Saturday, June 18, 2011

Last Lessons

We learn many lessons from many sources in life. We learn from people, from books, from observations. We learn in schools from teachers and from our peers.

Rarely are our sources of learning permanent. People come and go. You graduate from schools (or move away from them). Although you will learn so much from each of those sources, there will be a final lesson from them, and that will be of the most powerful lessons.

When you are learning, especially in formal education, every lesson leads into the next lesson. Every new knowledge works with your existing knowledge. The most recent lesson you've learned is the freshest in your mind, but when the next lesson comes in, the previous one gets mixed in with all the other previous ones.

When you stop learning, though, that last lesson always stays there. It is the most recent knowledge and it stays on the top of your mind. There is nothing pushing it in with the rest of your knowledge (it sort of happens over time, but it still sticks out as an important one).
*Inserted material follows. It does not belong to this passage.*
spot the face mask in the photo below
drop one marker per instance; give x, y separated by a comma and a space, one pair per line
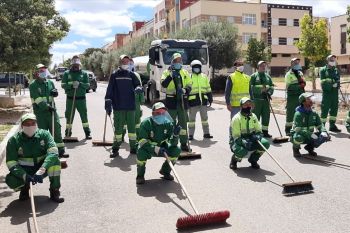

The last lesson I learned in my aikido practice was, "if you have to correct yourself in the middle of your technique, it is because your screwed up in the beginning." That is a vastly powerful lesson, not only for aikido or martial arts, but for most things in life. And it sticks out to me because it was my last lesson.

My last lesson in college was that being humble is only valuable to a point, but after that it becomes detrimental; you need to take pride in your work, believe that it is great, and show to other people how great it is. If you don't do that, you will drown in the sea of everybody else.

Last lessons are not the only lessons that stick out. There will always be particularly revelatory moments that are so powerful that they do not leave your memory. There will be some lessons that are so all-encompassing or so common that you are always using and always thinking about them. Last lessons are merely one kind of those powerful lessons.

What are your last lessons? What do you draw from them and how do they help you out?